Irish Valentine’s Day Romance

As Valentine’s Day approaches, people give quite a bit of thought to a choice of card and gift that will express their love to another. Symbolism is often lost in today’s world, this article explains the symbolism behind the Irish Claddagh Ring.

If you are Irish or your sweetheart is Irish, consider something different that is always appreciated, consider giving a Claddagh Ring as a gift. Before the day of giving, though, be aware of the symbolism behind the wearing of this ring from Ireland and prepare yourself for its placement on your Valentine’s finger.

The Claddagh Ring can be of gold, silver, or any metal. It features a heart with a crown on top in the center with the band around the finger ending in two opened hands which hold the heart. Modern design may show a jewel in the center of the heart as well. There are variations with other Celtic images, but the traditional design is as shown here.

The History of the Claddagh Ring

The ring style that is known today as a Claddagh Ring is thought to have originated in the village of Claddagh, Ireland.

The first design of the Claddagh Ring was created by Richard Joyce, a native of County Galway in Ireland. In 1689, Richard was captured and put on a ship heading to the West Indies where he was to be sold as a slave to plantation owners there. The ship was overtaken in the Mediterranean by pirates and he was then sold to a man that happened to be a jeweler.

Richard Joyce was then trained in the craft of gold-smithing and jewelry making. Eventually, he was released by his mentor and returned to Galway. There Joyce set up shop, as a jeweler, in the small town of Claddagh. Claddagh is a small fishing village with a rich heritage of generations of fishermen within families. Joyce designed the ring to represent the “Fishing Kings of Claddagh” who used the motto “In Love and Friendship, Let Us Reign” with the two hands being love and friendship, while the heart with a crown meant to reign.

Another form of the story is that Richard Joyce was kidnapped right before he was to be married. When he returned, his beloved had not married another, so he designed the ring to give to her as an engagement and wedding ring.

The Claddagh Ring became very popular with people, its popularity spreading to other parts of Ireland. The design incorporates ideas that could be attributed to ancient Druid mythology but also to Christian teachings of The Trinity with the heart and crown being God the Father, and the two hands, God the Son or Jesus, and God the Holy Spirit. St. Patrick was famous for using the three leaf clover or shamrock to describe The Trinity.
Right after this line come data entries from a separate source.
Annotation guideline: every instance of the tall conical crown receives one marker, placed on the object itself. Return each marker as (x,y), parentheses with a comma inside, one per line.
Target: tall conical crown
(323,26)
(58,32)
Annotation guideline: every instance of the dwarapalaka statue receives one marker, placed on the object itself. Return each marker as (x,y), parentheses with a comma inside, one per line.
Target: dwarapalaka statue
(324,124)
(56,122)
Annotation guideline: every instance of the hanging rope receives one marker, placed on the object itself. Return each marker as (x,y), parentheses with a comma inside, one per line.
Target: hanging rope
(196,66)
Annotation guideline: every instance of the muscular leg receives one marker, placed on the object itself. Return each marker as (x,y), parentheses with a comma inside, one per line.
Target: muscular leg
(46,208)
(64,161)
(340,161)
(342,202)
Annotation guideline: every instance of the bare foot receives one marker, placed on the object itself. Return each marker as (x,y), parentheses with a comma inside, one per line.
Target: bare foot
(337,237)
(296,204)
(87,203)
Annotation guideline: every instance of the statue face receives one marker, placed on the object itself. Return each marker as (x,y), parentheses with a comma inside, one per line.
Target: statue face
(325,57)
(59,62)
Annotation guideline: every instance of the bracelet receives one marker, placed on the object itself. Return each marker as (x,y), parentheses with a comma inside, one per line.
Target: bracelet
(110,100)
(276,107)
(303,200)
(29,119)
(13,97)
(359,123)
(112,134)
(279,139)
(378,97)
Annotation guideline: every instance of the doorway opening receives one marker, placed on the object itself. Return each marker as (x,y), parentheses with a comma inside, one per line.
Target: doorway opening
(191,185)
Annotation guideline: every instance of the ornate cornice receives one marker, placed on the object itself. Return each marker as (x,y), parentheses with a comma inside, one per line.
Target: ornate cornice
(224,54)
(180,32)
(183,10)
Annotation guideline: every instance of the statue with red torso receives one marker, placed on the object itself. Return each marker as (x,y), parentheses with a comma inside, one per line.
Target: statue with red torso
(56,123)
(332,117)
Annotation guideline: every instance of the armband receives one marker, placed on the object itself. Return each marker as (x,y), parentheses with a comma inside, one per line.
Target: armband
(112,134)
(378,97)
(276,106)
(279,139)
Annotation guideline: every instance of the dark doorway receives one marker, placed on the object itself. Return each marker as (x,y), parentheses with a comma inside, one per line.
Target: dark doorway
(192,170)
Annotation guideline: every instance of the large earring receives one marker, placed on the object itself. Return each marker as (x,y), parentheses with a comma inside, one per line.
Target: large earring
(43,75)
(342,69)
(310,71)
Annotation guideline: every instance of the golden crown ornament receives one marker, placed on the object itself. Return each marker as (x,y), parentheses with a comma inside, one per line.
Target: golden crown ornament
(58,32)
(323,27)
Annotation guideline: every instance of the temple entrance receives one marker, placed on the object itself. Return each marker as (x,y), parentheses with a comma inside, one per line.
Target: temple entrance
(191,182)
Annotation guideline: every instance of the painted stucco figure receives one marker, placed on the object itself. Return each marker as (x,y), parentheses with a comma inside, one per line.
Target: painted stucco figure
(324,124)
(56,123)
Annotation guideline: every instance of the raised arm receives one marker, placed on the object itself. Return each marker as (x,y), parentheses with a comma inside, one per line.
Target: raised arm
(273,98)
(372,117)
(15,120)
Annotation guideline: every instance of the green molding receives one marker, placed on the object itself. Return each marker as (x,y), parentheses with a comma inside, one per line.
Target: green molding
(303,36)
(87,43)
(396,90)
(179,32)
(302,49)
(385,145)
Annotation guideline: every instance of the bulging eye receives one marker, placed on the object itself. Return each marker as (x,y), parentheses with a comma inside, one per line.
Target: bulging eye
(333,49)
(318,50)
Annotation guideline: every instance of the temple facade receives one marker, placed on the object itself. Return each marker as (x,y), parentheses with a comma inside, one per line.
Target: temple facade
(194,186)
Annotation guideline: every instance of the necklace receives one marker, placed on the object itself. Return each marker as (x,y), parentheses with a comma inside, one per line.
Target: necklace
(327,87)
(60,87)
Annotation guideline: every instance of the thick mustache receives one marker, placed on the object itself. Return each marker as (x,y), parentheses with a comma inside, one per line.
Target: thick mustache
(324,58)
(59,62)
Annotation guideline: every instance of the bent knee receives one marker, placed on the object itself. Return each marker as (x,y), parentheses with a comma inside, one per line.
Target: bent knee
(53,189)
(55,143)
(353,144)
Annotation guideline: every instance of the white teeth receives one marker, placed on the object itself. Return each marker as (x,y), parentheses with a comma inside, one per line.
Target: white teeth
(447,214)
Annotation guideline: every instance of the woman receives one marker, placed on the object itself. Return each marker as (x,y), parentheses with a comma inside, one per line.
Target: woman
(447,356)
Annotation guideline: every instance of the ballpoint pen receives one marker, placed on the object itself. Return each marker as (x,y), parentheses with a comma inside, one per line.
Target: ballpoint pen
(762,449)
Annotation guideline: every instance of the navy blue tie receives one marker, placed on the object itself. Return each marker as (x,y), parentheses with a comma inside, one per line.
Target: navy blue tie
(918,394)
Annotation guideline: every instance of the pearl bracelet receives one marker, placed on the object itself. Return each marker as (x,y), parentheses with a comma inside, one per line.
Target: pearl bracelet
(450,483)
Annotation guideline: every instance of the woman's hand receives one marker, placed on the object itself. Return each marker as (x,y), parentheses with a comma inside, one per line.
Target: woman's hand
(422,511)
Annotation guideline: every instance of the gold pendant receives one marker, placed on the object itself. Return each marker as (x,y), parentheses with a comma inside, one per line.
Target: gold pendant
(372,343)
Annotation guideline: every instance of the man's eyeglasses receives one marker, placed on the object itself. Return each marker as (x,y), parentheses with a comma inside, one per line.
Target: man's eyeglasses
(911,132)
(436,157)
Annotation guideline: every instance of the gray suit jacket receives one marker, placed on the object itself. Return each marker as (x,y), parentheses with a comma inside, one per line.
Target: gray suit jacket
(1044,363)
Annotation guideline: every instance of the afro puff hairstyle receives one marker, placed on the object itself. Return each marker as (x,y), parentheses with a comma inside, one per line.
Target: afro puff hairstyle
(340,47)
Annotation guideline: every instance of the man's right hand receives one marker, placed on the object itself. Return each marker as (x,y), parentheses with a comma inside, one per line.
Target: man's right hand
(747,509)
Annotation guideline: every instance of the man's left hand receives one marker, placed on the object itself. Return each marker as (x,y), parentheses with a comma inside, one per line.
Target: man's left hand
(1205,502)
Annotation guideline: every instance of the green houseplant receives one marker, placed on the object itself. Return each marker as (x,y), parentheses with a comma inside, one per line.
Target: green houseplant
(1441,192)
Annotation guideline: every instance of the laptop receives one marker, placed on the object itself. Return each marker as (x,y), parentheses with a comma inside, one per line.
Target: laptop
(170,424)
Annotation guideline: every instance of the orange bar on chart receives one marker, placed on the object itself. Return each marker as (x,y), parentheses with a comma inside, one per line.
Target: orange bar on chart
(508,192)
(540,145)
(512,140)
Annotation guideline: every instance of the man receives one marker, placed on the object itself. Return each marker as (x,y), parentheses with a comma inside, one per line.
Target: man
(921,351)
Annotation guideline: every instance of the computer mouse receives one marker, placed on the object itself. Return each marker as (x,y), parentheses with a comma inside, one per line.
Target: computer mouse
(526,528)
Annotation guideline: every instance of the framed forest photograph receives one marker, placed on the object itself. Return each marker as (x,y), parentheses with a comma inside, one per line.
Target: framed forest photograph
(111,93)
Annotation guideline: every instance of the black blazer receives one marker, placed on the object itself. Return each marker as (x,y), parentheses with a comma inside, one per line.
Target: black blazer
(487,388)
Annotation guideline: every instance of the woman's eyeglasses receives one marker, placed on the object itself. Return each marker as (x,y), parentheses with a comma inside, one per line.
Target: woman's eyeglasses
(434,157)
During the Great Famine in Ireland 1847 – 1849, there was a mass exodus of people to other countries. A mother owning a Claddagh Ring would pass it on down to her daughter or allow a son to give it as a promise of marriage. These were prized possession of the families that fled Ireland without much wealth. Hence began the tradition that someone else always gives a Claddagh Ring, you do not buy it for yourself.

Symbolism of the Claddagh Ring

This is the symbolism developed over time and now accepted by all Irish folk for those wearing a Claddagh Ring:

  • Worn on the right hand, with the heart facing out and the crown towards the wearer, means that the person is free to love. Their heart is open and not taken by anyone. Now is the time to scan the fingers of those you would hope to date to see if there is a signal being sent out to the world of which you were unaware until now.
  • Worn on the right hand, with the heart facing in towards the wearer and the crown facing out implies that the person’s heart is open, but they are currently spoken for. Now this is a tricky state of Claddagh Ring wear. It is implies serious dating, but not quite engagement, and not yet married. You will have to decide for yourself, what to do in this case. All is fair in love and war, as the saying goes.
  • Worn on the left hand, with the heart facing in and the crown facing out, symbolizes that the person is happily married for all time. Their heart is taken.
  • For engagement and marriage purposes:
  • Place the Claddagh Ring on the third finger of the left hand, with the heart facing out.
  • After the wedding, turn the ring around with the heart pointing inwards towards your heart.

The symbolism of the wearing of the Claddagh Ring prompts me to believe the version of the story that Richard Joyce made this ring for his beloved, more than the “fishing kings” version. It feels right because of the endurance of this ring, from generation to generation, among the Irish who are a very romantic folk. I myself have a Claddagh Ring that was handed down to me from an aunt. However, I will not say how I wear it!

If you decide to give a Claddagh Ring for Valentine’s Day, consider carefully the state of romance that its wearing implies and either be prepared to give a suggestion to your sweetheart, or be prepared for their wearing of the ring after it has been given. It could be a very romantic gift, even a pre-engagement or engagement ring among those of Irish tradition.